Documenting dbt Cloud

Applies to: Dataedo 24.x (current) versions, Article available also for: 10.x, 23.x

dbt tool that helps data teams to transform data in their warehouses by simply writing select statements - it enables analysts to work more like software engineers. dbt cloud is a hosted service that helps data analysts and engineers productionize dbt deployments. It comes equipped with turnkey support for scheduling jobs, CI/CD, serving documentation, monitoring, alerting, and an integrated development environment (IDE).

Supported metadata and data lineage

Imported metadata

Imported Editable
Tables, Views, Materialized Views,
Incremental, Ephemeral
  Table comments
  Columns
   Data types
   Nullability (from not_null test)
   Foreign keys (from relationships test)
   Unique keys (from unique test)
   Column comments

All objects from dbt will be displayed as views in Dataedo, the subtype will determine the actual materialization.

Data Lineage

Source Method Status
dbt object - dbt object From Manifest.json
database object - dbt object From Manifest.json

Dataedo creates an automatic data lineage for you between dbt objects (always). Additionally, it creates a lineage between a dbt object and its related database object (only if you connect the data warehouse used in this dbt project).
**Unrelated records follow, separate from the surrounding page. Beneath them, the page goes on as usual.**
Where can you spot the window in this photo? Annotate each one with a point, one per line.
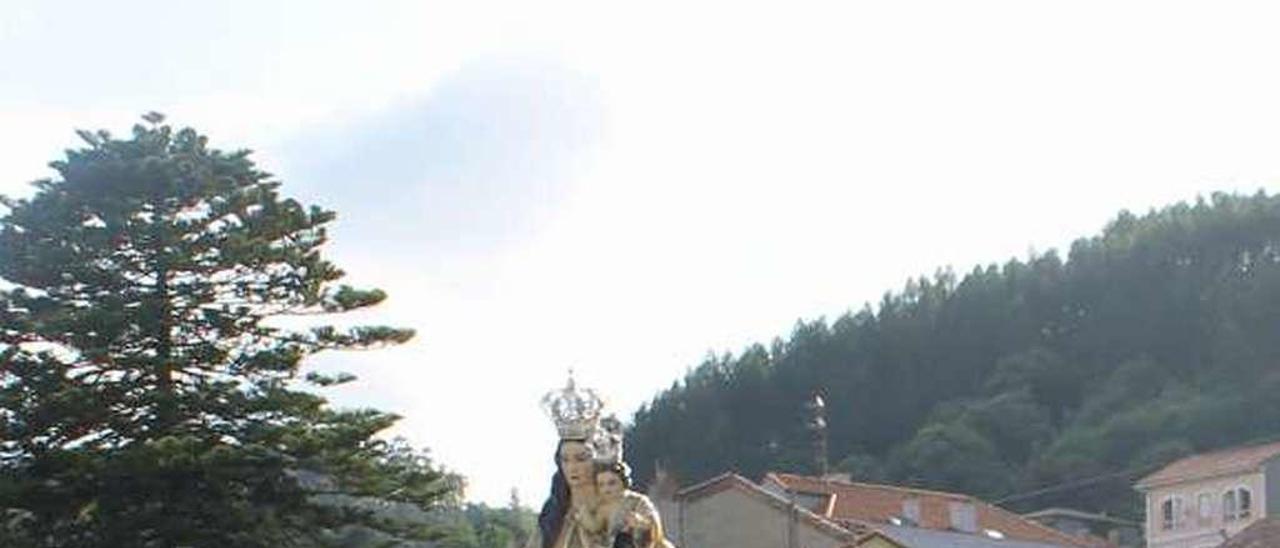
(1205, 508)
(1171, 514)
(1237, 505)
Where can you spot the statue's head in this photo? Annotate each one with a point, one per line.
(612, 479)
(575, 462)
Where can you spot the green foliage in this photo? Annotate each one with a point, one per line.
(145, 397)
(1152, 339)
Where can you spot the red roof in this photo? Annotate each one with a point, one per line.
(874, 503)
(1261, 534)
(1208, 465)
(730, 480)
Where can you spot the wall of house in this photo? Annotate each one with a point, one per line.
(735, 519)
(1194, 531)
(1272, 473)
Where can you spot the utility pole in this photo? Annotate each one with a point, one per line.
(818, 430)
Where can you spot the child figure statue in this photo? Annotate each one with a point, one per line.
(624, 517)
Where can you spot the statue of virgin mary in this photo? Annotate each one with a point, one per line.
(577, 511)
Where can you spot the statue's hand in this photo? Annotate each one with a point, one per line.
(636, 520)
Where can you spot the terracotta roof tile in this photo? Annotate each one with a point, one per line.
(731, 480)
(880, 503)
(1215, 464)
(1261, 534)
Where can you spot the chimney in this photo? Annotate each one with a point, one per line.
(964, 516)
(912, 511)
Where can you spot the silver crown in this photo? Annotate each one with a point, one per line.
(607, 442)
(576, 411)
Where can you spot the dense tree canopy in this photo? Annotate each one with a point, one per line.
(147, 397)
(1150, 341)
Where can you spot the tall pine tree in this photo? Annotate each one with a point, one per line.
(146, 398)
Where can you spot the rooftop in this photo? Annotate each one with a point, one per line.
(1210, 465)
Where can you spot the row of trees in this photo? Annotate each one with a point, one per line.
(1151, 341)
(149, 398)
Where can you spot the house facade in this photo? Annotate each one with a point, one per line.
(1205, 499)
(794, 511)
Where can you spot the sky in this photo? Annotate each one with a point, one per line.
(625, 187)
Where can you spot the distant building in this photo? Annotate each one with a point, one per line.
(1203, 499)
(794, 511)
(1121, 533)
(1264, 533)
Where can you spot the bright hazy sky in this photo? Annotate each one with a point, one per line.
(621, 187)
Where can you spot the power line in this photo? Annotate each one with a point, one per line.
(1074, 484)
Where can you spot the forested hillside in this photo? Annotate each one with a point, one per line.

To have the automatic data lineage generated, use the notation from Jinja when you refer to other objects i.e. {{ source(source_name, table_name) }} or {{ ref(package_name, model_name) }}.
So only when you see a lineage between objects in the documentation generated by dbt, it will be imported into Dataedo.

Prerequisites

  • dbt Cloud Service Token with at least read-only permissions.
  • Run Id which contains the manifest.json file and for the best results catalog.json file as well.

Preparations

Creating a service token

In the upper right edge, click on the gear wheel, then select Account Settings.

Image title

On the left panel, select Service Token, choose + New Token

Image title

Name the token, add member permissions, select the projects you want to import, and click save.

Image title

Copy the token and save it in a safe place. Once you close it, you will no longer be able to see its value in dbt Cloud.

Image title

Create proper run and read run ID

Select Deploy, then Jobs.

Image title

In the upper right corner, click on Create Job.

Image title

Name the job, specify the environment. In the command field, write dbt docs generate. You can uncheck Run on schedule, and click save.

Image title

In the upper right corner, click on Run now.

Image title

When the run is over, click on it.

Image title

In the field marked with an arrow you will be able to read the Run Id - here it's 12345678 (without the hashtag). Save it because it will be necessary for the import.

Image title

Connect Dataedo to dbt project

To connect to the dbt project create new documentation by clicking Add and choosing Database connection.

Image title

Choose dbt (beta) from the list and click Next >:

Image title

Select dbt Cloud (beta) and click Next >:

Image title

Paste Service Token, click on three dots next to Account, and choose account. Paste Run Id and for best results, add a data warehouse already documented in Dataedo in which dbt was running by selecting it in the Database field. Click Connect.

Image title

In the next window, you will be asked what objects you want to be imported into Dataedo. If you will want to omit some objects in bulk, refer to the advanced import filter. After selecting the objects, click Next >.

Image title

Add a document title and click Import.

Image title

Outcome

dbt project has been imported to new documentation. Automatic data lineage was created.

Image title.